While most were writing down the instructions, few were selected to assist me.
They had brought tomatoes, garlic, onions and zucchini from their garden at school. We used everything!

First, we made the sauce:

1 cup chopped onions
2 cloves of garlic
2 cans of tomato paste (I use Contadina)
1 big can of whole tomatoes (Here, we used the tomatoes from the garden)
a dash of balsamic vinegar
salt and pepper
2 T olive oil
1lb of ground beef
1lb of Italian sausages
a bunch of Italian herbs such as basil, parsley, fresh oregano from my garden
1lb mozzarella
1lb of Ricotta cheese
2 eggs
1 C of grated Parmesan cheese for the filling
1/2 C of Parmesan to serve on top of the finished product
1 lb of lasagna noodles, boiled and cooled.

Chop your onions, garlic and herbs.
Saute the meats, crumbling the sausages and the ground beef in a T of olive oil. Remove from pan and add the onions and garlic. When onion is soft, add the tomatoes and cook down, Add the paste and stir until amalgamated. Add two cans of water and lower the heat. To the tomatoes and paste, add the vinegar and return the meat to the pan to cook at a simmering level for about twenty minutes.
Taste and add salt and pepper.

Meanwhile, prepare the cheeses:
Mix grated mozzarella, the egg, half of the herbs, chopped fine, and the Parmesan cheese.
Add salt and pepper and set aside.

In a big flat, oven-proof pan, add sauce at the bottom and spread it around to cover bottom thoroughly.  Begin the layering with the noodles so they fit the bottom and a strip around as well. On this platform layer the cheese mixture, a ladle or two of meat sauce and additional mozzarella and parmesan. Continue to layer until the last layer is pasta with just sauce and a sprinkling of the dry cheeses.

Bake, covered at 350F for the first 30' and uncovered for an additional ten minutes.
Serve with a salad and some crusty bread.


  1. Wonderful - and lasagne is such a great idea to cook for and with kids.

  2. I can imagine the fun you had. I hated school but I did love cooking class :-)) Take it easy Diane

  3. I'm so glad I found you again and this looks like a wonderful activity. How fun for those kids and how educational too! You looks so cute in your apron!

  4. I wish my daughters could also be there. As the second best option, we will try to follow your recipe. We make lasagna often, but have never made the sauce from scratch

  5. Note:

    A dash of balsamic or a cup of good red wine!
    With children, I chose balsamic.

  6. I loved reading every single one of these posts about teaching these fifth graders to cook. Everyone involved in this learning activity needs a standing ovation. You, dear Rosaria, are a treasure. I truly don't think you know how much you have impacted the lives of these young children. I admire you so much.
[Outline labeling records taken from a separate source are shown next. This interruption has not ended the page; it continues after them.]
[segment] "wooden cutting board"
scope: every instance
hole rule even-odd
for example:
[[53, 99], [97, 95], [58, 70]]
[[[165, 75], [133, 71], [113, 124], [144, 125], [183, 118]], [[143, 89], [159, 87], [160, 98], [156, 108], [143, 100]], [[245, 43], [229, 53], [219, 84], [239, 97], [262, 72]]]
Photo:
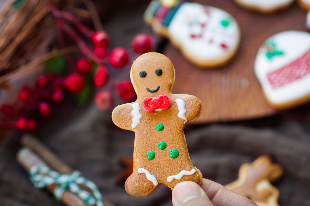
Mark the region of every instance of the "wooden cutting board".
[[232, 0], [195, 1], [231, 14], [241, 31], [240, 48], [234, 57], [221, 68], [203, 69], [192, 64], [170, 43], [164, 54], [172, 61], [176, 78], [174, 94], [194, 95], [202, 111], [196, 123], [227, 121], [270, 116], [279, 111], [269, 106], [254, 74], [259, 48], [269, 36], [287, 30], [306, 31], [306, 12], [295, 2], [284, 11], [261, 14], [245, 10]]

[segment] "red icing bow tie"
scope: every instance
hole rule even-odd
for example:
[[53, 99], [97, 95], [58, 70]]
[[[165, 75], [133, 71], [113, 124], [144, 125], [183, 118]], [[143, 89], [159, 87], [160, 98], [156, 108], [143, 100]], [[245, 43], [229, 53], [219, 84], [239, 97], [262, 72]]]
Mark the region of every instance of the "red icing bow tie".
[[170, 101], [168, 96], [161, 95], [157, 97], [145, 97], [143, 99], [143, 109], [148, 113], [151, 112], [157, 109], [164, 110], [170, 106]]

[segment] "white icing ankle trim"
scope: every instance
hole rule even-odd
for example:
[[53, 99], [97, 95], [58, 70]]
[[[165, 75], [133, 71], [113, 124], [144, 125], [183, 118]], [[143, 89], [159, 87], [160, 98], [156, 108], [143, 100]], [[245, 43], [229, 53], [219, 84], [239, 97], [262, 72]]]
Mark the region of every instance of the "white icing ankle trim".
[[181, 172], [177, 174], [172, 175], [168, 177], [167, 178], [167, 181], [168, 183], [171, 183], [174, 179], [181, 179], [181, 178], [183, 177], [183, 176], [184, 175], [192, 175], [196, 172], [196, 169], [194, 168], [192, 169], [192, 170], [190, 171], [183, 170], [181, 171]]
[[131, 114], [132, 116], [131, 121], [131, 127], [135, 128], [139, 124], [140, 124], [140, 120], [142, 118], [142, 115], [140, 113], [140, 106], [139, 103], [136, 102], [131, 104], [132, 107], [132, 110]]
[[182, 99], [175, 99], [175, 102], [178, 105], [178, 109], [179, 110], [178, 116], [185, 120], [185, 123], [187, 121], [187, 119], [185, 116], [185, 113], [186, 112], [186, 110], [185, 109], [185, 102]]
[[153, 184], [155, 186], [158, 184], [158, 182], [157, 179], [155, 177], [154, 174], [151, 174], [147, 170], [143, 167], [140, 167], [138, 169], [138, 172], [139, 173], [144, 173], [146, 175], [146, 178], [147, 179], [153, 183]]

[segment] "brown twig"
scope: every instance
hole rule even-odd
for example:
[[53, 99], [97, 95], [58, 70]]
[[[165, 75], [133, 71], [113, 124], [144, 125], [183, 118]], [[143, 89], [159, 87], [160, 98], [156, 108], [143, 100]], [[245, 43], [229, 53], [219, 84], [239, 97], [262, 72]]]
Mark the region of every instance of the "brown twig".
[[[48, 167], [44, 161], [38, 156], [31, 150], [26, 148], [21, 149], [17, 153], [17, 161], [28, 171], [35, 165], [38, 165]], [[54, 193], [56, 187], [55, 185], [46, 186], [46, 188], [51, 193]], [[87, 206], [87, 205], [82, 200], [69, 190], [66, 190], [61, 196], [62, 202], [68, 206]]]
[[63, 174], [71, 174], [73, 171], [73, 170], [54, 154], [49, 149], [31, 135], [24, 134], [20, 142], [24, 146], [35, 152], [55, 170]]

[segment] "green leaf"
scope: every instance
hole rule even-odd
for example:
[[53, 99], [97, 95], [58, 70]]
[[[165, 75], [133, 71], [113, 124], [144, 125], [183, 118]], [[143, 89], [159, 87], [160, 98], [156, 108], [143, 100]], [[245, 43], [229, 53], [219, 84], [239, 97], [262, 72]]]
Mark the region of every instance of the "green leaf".
[[12, 4], [12, 8], [14, 10], [18, 10], [21, 8], [24, 5], [24, 0], [15, 0]]
[[44, 66], [49, 73], [59, 74], [64, 71], [66, 65], [66, 60], [62, 55], [52, 57], [44, 62]]
[[78, 104], [80, 106], [83, 106], [88, 102], [91, 96], [92, 87], [92, 85], [89, 81], [86, 81], [85, 82], [85, 85], [81, 91], [75, 95], [75, 99]]

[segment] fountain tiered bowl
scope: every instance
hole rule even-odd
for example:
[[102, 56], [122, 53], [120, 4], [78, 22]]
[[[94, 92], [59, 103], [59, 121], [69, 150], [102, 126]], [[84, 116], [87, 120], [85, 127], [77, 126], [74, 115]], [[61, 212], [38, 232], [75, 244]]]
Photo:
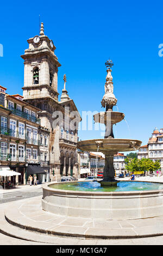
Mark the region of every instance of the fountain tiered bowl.
[[98, 145], [99, 145], [98, 151], [105, 154], [108, 153], [113, 154], [117, 152], [125, 152], [138, 149], [141, 144], [141, 141], [130, 139], [96, 139], [82, 141], [78, 142], [78, 148], [86, 151], [97, 151]]

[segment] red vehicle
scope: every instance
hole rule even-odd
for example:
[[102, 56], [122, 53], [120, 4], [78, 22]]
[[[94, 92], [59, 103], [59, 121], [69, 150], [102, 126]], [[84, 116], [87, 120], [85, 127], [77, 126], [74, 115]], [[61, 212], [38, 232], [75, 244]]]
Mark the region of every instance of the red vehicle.
[[103, 172], [97, 172], [97, 178], [103, 178]]

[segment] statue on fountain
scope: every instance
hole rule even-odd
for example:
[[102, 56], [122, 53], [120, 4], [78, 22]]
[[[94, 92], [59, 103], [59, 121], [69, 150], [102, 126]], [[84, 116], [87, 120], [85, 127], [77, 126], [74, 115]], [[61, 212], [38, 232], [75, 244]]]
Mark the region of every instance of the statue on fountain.
[[105, 155], [103, 179], [99, 182], [101, 186], [117, 186], [118, 181], [115, 179], [114, 167], [114, 155], [118, 151], [133, 151], [138, 149], [140, 141], [129, 139], [115, 139], [113, 125], [122, 121], [124, 118], [123, 113], [112, 111], [116, 105], [117, 99], [113, 93], [114, 87], [111, 68], [114, 65], [111, 60], [105, 63], [107, 75], [105, 84], [105, 94], [101, 101], [105, 112], [100, 112], [93, 116], [95, 122], [104, 124], [105, 133], [104, 139], [83, 141], [78, 142], [78, 148], [83, 151], [102, 152]]

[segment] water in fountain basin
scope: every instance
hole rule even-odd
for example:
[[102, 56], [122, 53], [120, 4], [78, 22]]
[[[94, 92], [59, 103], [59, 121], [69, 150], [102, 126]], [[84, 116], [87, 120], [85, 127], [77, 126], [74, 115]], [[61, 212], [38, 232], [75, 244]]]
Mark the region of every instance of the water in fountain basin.
[[49, 187], [59, 190], [96, 192], [163, 190], [162, 184], [141, 181], [120, 181], [116, 187], [101, 187], [99, 183], [89, 181], [55, 184], [50, 185]]

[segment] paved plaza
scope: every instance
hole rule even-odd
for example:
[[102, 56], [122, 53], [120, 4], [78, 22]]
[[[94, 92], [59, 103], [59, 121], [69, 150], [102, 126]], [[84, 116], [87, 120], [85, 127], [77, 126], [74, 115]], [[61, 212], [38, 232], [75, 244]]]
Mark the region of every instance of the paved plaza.
[[[128, 178], [123, 179], [127, 180]], [[136, 180], [163, 182], [162, 177]], [[42, 210], [39, 187], [22, 186], [34, 197], [0, 205], [1, 245], [163, 245], [163, 216], [139, 220], [105, 220], [59, 216]], [[11, 197], [17, 192], [13, 190]], [[8, 195], [4, 191], [4, 196]]]

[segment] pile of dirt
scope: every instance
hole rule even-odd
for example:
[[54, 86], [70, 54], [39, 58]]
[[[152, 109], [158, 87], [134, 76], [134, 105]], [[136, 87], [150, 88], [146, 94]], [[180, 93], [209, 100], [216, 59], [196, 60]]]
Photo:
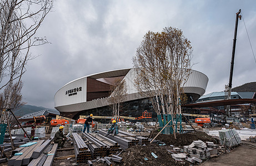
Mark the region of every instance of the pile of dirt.
[[[158, 134], [158, 132], [154, 132], [152, 138], [154, 138]], [[193, 141], [200, 139], [204, 142], [207, 141], [213, 142], [215, 144], [218, 144], [217, 139], [209, 136], [205, 132], [197, 131], [196, 132], [190, 132], [184, 134], [176, 133], [176, 139], [174, 139], [174, 134], [160, 134], [155, 139], [160, 140], [167, 145], [173, 145], [175, 146], [184, 146], [190, 144]]]
[[[167, 151], [167, 146], [159, 146], [155, 143], [145, 146], [137, 145], [123, 152], [120, 157], [123, 159], [123, 163], [113, 165], [189, 165], [188, 162], [180, 163], [172, 158], [171, 153]], [[158, 158], [155, 158], [153, 152]], [[144, 159], [146, 157], [148, 160]]]

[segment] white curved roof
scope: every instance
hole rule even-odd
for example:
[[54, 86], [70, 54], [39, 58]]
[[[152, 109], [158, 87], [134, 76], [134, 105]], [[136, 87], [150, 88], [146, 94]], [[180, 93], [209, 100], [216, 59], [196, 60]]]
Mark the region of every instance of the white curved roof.
[[[195, 94], [200, 96], [205, 92], [208, 82], [207, 76], [195, 70], [192, 70], [187, 82], [184, 85], [184, 92], [187, 94]], [[89, 75], [73, 80], [63, 86], [54, 96], [54, 107], [60, 112], [76, 112], [101, 107], [109, 105], [107, 98], [98, 98], [93, 101], [86, 101], [87, 80], [92, 78], [102, 81], [102, 79], [124, 76], [123, 79], [127, 85], [127, 99], [126, 101], [143, 98], [139, 95], [134, 85], [135, 77], [134, 68], [115, 70]], [[82, 91], [77, 94], [69, 96], [65, 92], [68, 90], [81, 87]]]

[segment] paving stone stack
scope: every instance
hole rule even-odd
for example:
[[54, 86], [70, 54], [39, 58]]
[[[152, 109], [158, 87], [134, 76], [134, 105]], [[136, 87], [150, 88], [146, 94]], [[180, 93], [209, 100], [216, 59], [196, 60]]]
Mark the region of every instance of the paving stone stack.
[[[71, 128], [70, 133], [82, 133], [83, 128], [83, 124], [74, 124], [72, 125], [72, 127]], [[90, 127], [91, 128], [91, 127]]]
[[[207, 144], [209, 146], [209, 148]], [[201, 160], [205, 160], [210, 157], [211, 153], [212, 154], [217, 154], [216, 145], [210, 142], [205, 144], [201, 140], [194, 141], [189, 146], [184, 146], [183, 148], [184, 152], [188, 153], [190, 158], [194, 159], [193, 158], [196, 158]]]
[[97, 123], [97, 129], [101, 129], [102, 128], [107, 128], [107, 124], [106, 123]]

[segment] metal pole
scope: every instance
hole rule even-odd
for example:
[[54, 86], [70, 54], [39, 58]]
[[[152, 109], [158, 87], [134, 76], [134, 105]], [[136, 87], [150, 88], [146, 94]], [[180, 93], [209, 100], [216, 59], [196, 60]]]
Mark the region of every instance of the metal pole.
[[13, 146], [13, 141], [12, 141], [12, 133], [11, 133], [10, 123], [9, 123], [9, 120], [8, 118], [7, 112], [6, 112], [6, 110], [4, 110], [4, 111], [5, 112], [6, 120], [7, 120], [7, 125], [8, 125], [8, 131], [9, 131], [9, 136], [10, 139], [11, 139], [11, 143], [12, 144], [12, 148], [13, 150], [14, 150], [14, 146]]
[[[229, 74], [229, 82], [228, 84], [228, 100], [231, 98], [231, 89], [232, 87], [232, 79], [233, 79], [233, 71], [234, 70], [234, 61], [235, 58], [235, 44], [237, 43], [237, 25], [238, 24], [238, 18], [241, 19], [241, 16], [239, 15], [241, 13], [241, 9], [239, 9], [238, 12], [236, 13], [237, 17], [235, 18], [235, 32], [234, 34], [234, 39], [233, 40], [233, 50], [232, 50], [232, 56], [231, 58], [231, 65], [230, 65], [230, 71]], [[229, 116], [229, 110], [230, 109], [230, 106], [227, 106], [227, 112], [226, 115]], [[231, 112], [231, 111], [230, 111]], [[230, 112], [231, 113], [231, 112]]]
[[14, 118], [16, 120], [16, 121], [18, 122], [18, 123], [19, 123], [19, 126], [21, 126], [21, 128], [22, 128], [22, 130], [23, 131], [23, 132], [25, 133], [25, 134], [27, 135], [27, 137], [28, 137], [28, 138], [29, 139], [30, 141], [31, 141], [31, 138], [30, 138], [30, 137], [28, 136], [28, 133], [27, 133], [27, 132], [25, 131], [25, 129], [24, 129], [24, 128], [22, 127], [22, 126], [21, 126], [21, 123], [19, 123], [19, 121], [18, 121], [17, 118], [16, 118], [16, 117], [15, 116], [14, 114], [13, 113], [13, 112], [12, 112], [12, 110], [11, 109], [7, 109], [8, 111], [10, 111], [11, 113], [12, 113], [12, 115], [13, 116], [13, 117], [14, 117]]

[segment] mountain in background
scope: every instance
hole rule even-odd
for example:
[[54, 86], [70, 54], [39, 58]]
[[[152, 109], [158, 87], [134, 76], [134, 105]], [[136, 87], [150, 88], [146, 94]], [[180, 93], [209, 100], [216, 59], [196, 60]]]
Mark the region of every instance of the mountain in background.
[[43, 107], [38, 107], [36, 106], [24, 105], [18, 110], [14, 111], [14, 113], [17, 117], [22, 117], [26, 114], [42, 111], [43, 110], [56, 111], [56, 110], [44, 108]]
[[256, 92], [256, 82], [244, 84], [241, 86], [232, 88], [232, 92]]

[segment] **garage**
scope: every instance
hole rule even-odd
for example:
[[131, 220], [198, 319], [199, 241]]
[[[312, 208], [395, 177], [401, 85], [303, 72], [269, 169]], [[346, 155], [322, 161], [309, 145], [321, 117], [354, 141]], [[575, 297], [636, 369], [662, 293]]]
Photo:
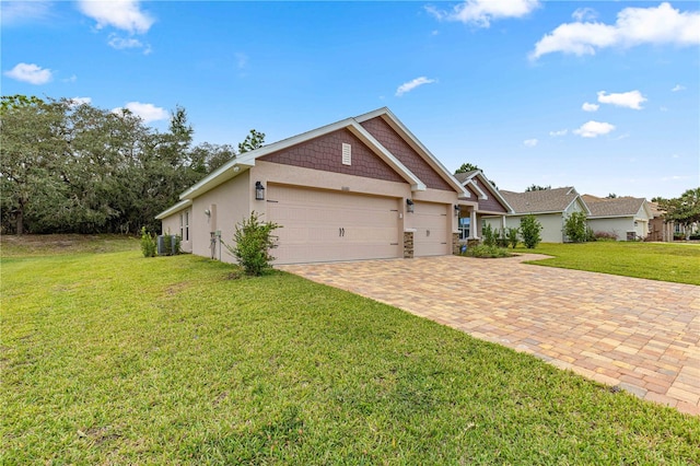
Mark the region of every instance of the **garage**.
[[434, 202], [416, 201], [413, 206], [412, 225], [415, 257], [442, 256], [450, 254], [448, 228], [452, 220], [448, 215], [451, 206]]
[[[401, 257], [399, 199], [268, 184], [276, 264]], [[432, 233], [431, 233], [432, 234]]]

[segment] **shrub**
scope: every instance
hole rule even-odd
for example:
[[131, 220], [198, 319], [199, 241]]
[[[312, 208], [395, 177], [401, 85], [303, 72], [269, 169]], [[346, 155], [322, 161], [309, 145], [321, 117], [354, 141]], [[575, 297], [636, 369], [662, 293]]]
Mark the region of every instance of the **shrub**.
[[617, 241], [617, 235], [611, 232], [595, 232], [595, 241]]
[[585, 243], [587, 238], [586, 213], [573, 212], [564, 222], [564, 234], [569, 241], [574, 243]]
[[155, 235], [149, 233], [145, 226], [141, 226], [141, 253], [143, 257], [155, 257]]
[[506, 229], [506, 235], [508, 235], [508, 244], [515, 249], [515, 246], [517, 246], [517, 234], [520, 233], [520, 229]]
[[226, 246], [226, 249], [238, 259], [246, 275], [260, 276], [264, 271], [272, 268], [270, 263], [275, 257], [270, 255], [270, 249], [277, 247], [277, 236], [272, 232], [281, 228], [277, 223], [260, 222], [260, 215], [250, 212], [248, 219], [244, 219], [236, 224], [233, 235], [235, 246]]
[[498, 231], [498, 235], [495, 237], [495, 245], [498, 247], [503, 247], [506, 248], [508, 247], [508, 236], [505, 235], [505, 230], [501, 229]]
[[535, 215], [525, 215], [521, 219], [521, 235], [523, 236], [523, 244], [528, 249], [537, 247], [539, 242], [542, 241], [539, 234], [541, 231], [542, 225]]
[[492, 259], [499, 257], [511, 257], [513, 256], [513, 254], [509, 253], [508, 249], [503, 249], [502, 247], [480, 244], [478, 246], [468, 248], [467, 256]]

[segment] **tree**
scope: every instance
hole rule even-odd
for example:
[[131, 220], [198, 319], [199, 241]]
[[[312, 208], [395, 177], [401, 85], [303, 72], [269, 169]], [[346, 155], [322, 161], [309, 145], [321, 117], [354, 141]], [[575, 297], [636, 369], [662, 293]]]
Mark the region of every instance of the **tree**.
[[0, 189], [3, 230], [21, 235], [32, 218], [61, 211], [66, 197], [58, 165], [66, 104], [24, 95], [0, 105]]
[[551, 185], [549, 185], [549, 186], [529, 185], [525, 189], [525, 193], [529, 193], [529, 191], [546, 191], [547, 189], [551, 189]]
[[539, 242], [542, 241], [540, 236], [541, 231], [542, 225], [535, 215], [525, 215], [521, 219], [521, 235], [523, 236], [523, 244], [525, 244], [525, 247], [528, 249], [537, 247]]
[[250, 217], [236, 224], [233, 235], [235, 246], [224, 244], [226, 249], [238, 260], [245, 272], [260, 276], [272, 266], [275, 257], [270, 249], [277, 247], [277, 237], [272, 232], [280, 225], [273, 222], [260, 222], [260, 215], [250, 212]]
[[252, 129], [245, 140], [238, 143], [238, 153], [254, 151], [261, 148], [265, 144], [265, 132], [256, 131]]
[[564, 234], [573, 243], [585, 243], [588, 237], [586, 212], [573, 212], [564, 222]]
[[476, 165], [470, 164], [469, 162], [463, 163], [462, 166], [457, 170], [455, 170], [455, 175], [457, 173], [467, 173], [467, 172], [474, 172], [476, 170], [481, 170]]

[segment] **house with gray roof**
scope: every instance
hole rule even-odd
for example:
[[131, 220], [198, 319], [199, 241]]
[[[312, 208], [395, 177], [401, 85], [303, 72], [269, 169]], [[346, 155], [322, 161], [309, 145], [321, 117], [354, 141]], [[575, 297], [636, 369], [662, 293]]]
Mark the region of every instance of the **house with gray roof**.
[[572, 186], [525, 193], [508, 190], [500, 193], [513, 209], [513, 213], [485, 215], [483, 223], [497, 230], [518, 228], [523, 217], [533, 214], [542, 225], [540, 235], [544, 243], [567, 241], [564, 223], [573, 212], [585, 212], [586, 215], [591, 215], [583, 198]]
[[591, 210], [588, 226], [594, 232], [610, 233], [618, 241], [643, 240], [649, 235], [654, 212], [646, 199], [583, 195], [583, 200]]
    Oh, and thanks for the recipe.

  7. How wonderful for them and you. My grandkids were very eager to help at that age.

  8. This is such a timely post for me, Rosaria! My grandson has been asking me if I would teach him to cook. I've quite a reputation among my children as I taught all three of my sons to cook and his father encouraged him to get some lessons from Grandma! I am planning to have him make with me blueberry muffins as our first project together. Having read your post, I decided he can assist with the Christmas Eve lasagne -- so many thanks for the idea!

  9. Lasagna with all those fresh ingredients sounds absolutely divine. Would you believe I've never made a straight up Italian lasagna before? I've made a Mexican one. My kids have just reached the point where they like lasagna, so that will be an upcoming project. I've been looking forward to making it with them.

    Shannon at The Warrior Muse

  10. I wish I had been in that class, it looks like great fun.